On l’appelle «La belle endormie». Et pourtant ! Jamais, au cours des siècles, les sept sources qui entourent Korbous, l’antique Carpis, n’ont cessé de murmurer l’histoire de ces lieux.
Les Carthaginois qui traversaient la baie pour venir jouir des bienfaits de ces eaux miraculeuses. Les Romains dont la culture des bains ne pouvait occulter ces lieux et ces eaux aux vertus curatives multiples. Les Arabes qui y poursuivirent leur conquête et baptisèrent Sidi Raïs, le petit port voisin, hommage à un pêcheur marabout… Tous vinrent sacrifier à ces rituels nés de la nuit des temps.

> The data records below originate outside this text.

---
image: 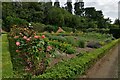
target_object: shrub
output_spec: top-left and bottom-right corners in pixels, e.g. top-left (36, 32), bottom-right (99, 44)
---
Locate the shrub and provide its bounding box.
top-left (36, 40), bottom-right (118, 80)
top-left (87, 41), bottom-right (101, 48)
top-left (78, 40), bottom-right (85, 48)
top-left (62, 27), bottom-right (73, 32)
top-left (110, 28), bottom-right (120, 38)
top-left (49, 40), bottom-right (75, 54)
top-left (32, 23), bottom-right (46, 32)
top-left (44, 25), bottom-right (57, 32)
top-left (8, 27), bottom-right (54, 75)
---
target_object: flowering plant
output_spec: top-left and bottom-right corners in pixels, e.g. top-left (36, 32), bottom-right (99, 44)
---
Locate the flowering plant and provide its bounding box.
top-left (9, 27), bottom-right (54, 75)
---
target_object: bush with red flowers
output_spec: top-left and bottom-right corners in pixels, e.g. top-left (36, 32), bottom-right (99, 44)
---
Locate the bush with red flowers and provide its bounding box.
top-left (8, 27), bottom-right (54, 75)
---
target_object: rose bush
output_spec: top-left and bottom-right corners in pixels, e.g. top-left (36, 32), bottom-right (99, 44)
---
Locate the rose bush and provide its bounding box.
top-left (8, 27), bottom-right (54, 75)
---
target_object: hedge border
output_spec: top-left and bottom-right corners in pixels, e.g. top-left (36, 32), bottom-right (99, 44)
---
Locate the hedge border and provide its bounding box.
top-left (34, 39), bottom-right (120, 79)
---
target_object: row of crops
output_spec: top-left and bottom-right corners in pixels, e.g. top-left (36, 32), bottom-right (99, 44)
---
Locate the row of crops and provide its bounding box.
top-left (2, 28), bottom-right (117, 78)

Les murmures des sources se firent un temps plus discrets, lassés des tumultes de l’Histoire avant de retrouver leur musique et leur superbe avec Ahmed Pacha Bey 1er qui entreprit, au XIXe siècle, de rendre son lustre au site et de réhabiliter la station thermale en y construisant un pavillon, suivi, bien sûr, par toute la cour.
La période de gloire
Puis, dans les années 20, est arrivé Edmond Lecore-Carpentier que Korbous sacralisa en Sidi El Carpenti. Homme d’affaires et journaliste français, époux de la petite-fille de Marie Curie, directeur de la Dépêche de Tunisie, celui-ci arrivait, auréolé d’une certaine gloire. Il la mit à profit pour rendre son éclat à la station thermale et à ses eaux sulfureuses riches en calcium, potassium et magnésium, dont les vertus bénéfiques n’étaient plus à démontrer depuis la haute antiquité.

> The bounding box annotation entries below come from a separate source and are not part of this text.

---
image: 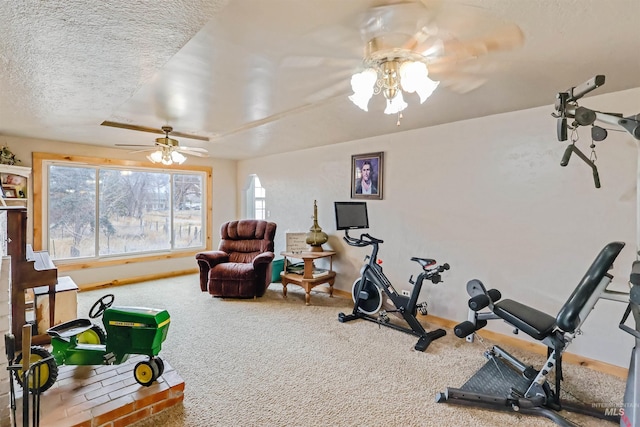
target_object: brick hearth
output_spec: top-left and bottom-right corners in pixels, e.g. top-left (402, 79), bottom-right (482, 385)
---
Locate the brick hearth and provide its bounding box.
top-left (16, 356), bottom-right (184, 427)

De nombreuses légendes courent encore sur Sidi El Carpenti. Mais, ce qui est sûr, c’est que Lecore-Carpentier sut drainer le monde entier à Korbous. On y venait en bateau, en hydravion posé sur le lac de Tunis, en train, en calèche, et même à dos de mulet. Pour parler le langage actuel, on peut dire que Lecore-Carpentier, dont l’auréole sacrée de saint marabout fut vénérée tout aux alentours, fut également ce que l’on pourrait appeler le premier Tour Operator tunisien. C’est encore lui qui construisit la première route de corniche facilitant l’accès au site, et lui aussi qui exploita l’eau minérale Aïn Oktor, vendue, à l’époque en pharmacie.

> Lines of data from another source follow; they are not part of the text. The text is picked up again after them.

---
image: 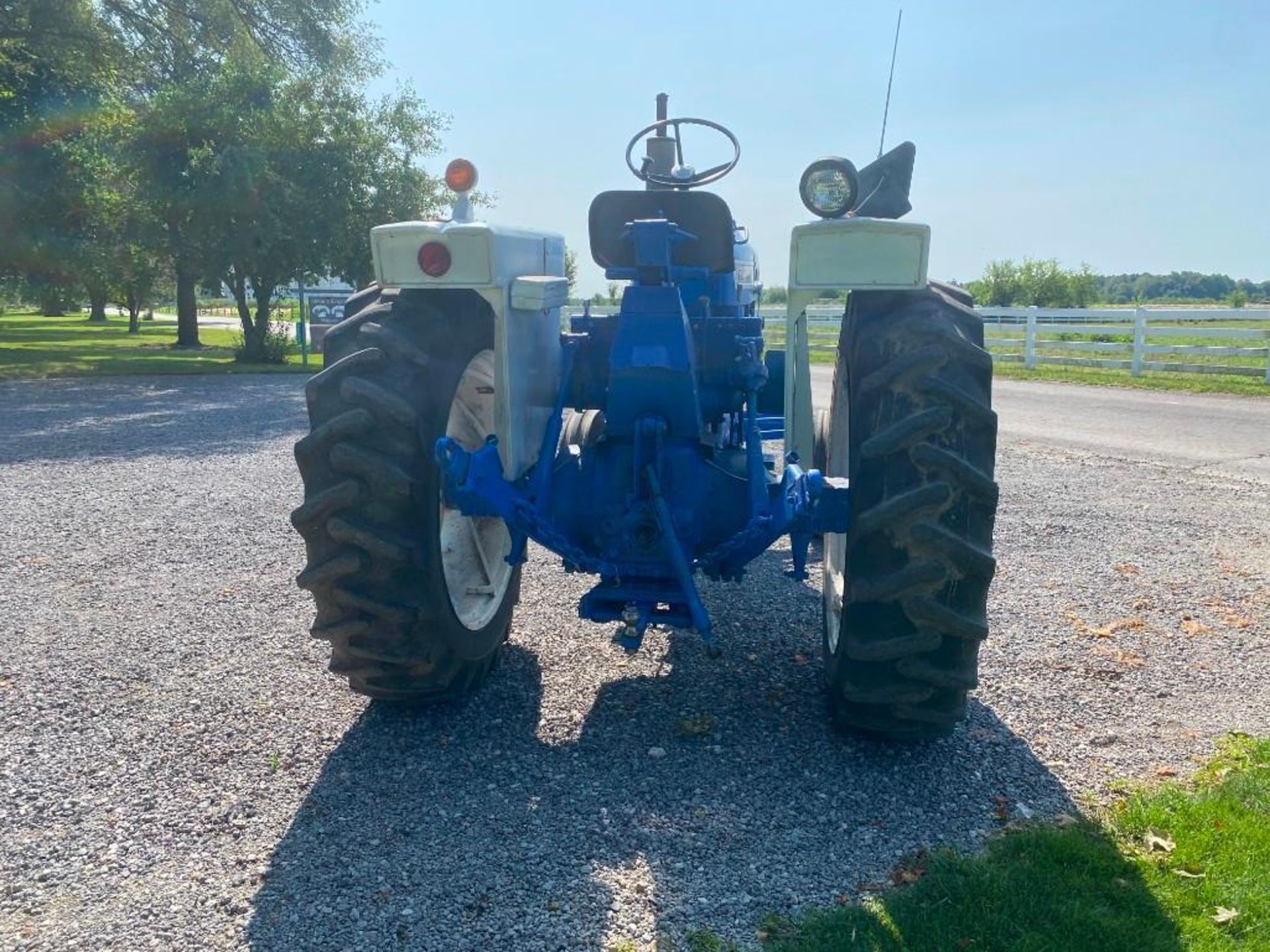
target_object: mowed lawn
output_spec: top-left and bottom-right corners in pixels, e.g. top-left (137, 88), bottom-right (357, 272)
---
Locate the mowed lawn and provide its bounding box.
top-left (736, 735), bottom-right (1270, 952)
top-left (0, 312), bottom-right (321, 379)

Korbous connut sa période de gloire jusqu’aux années 60. Un hôtel et des bains y furent construits, un casino ouvert. La station balnéaire, thermale, drainait familles, curistes, voyageurs étrangers, mais aussi gens de la région. Bourguiba qui aimait prendre les eaux s’installa dans la maison de Lecore-Carpentier qui, lui, fut enterré dans un caveau romain, désormais marabout. A l’initiative du zaïm, un petit hôtel fut construit par le célèbre architecte Olivier Clément Cacoub auquel on doit la plus grande partie des palais et des projets touristiques de la Tunisie. Puis à nouveau, le murmure des sources baissa. Korbous fut quelque peu oubliée.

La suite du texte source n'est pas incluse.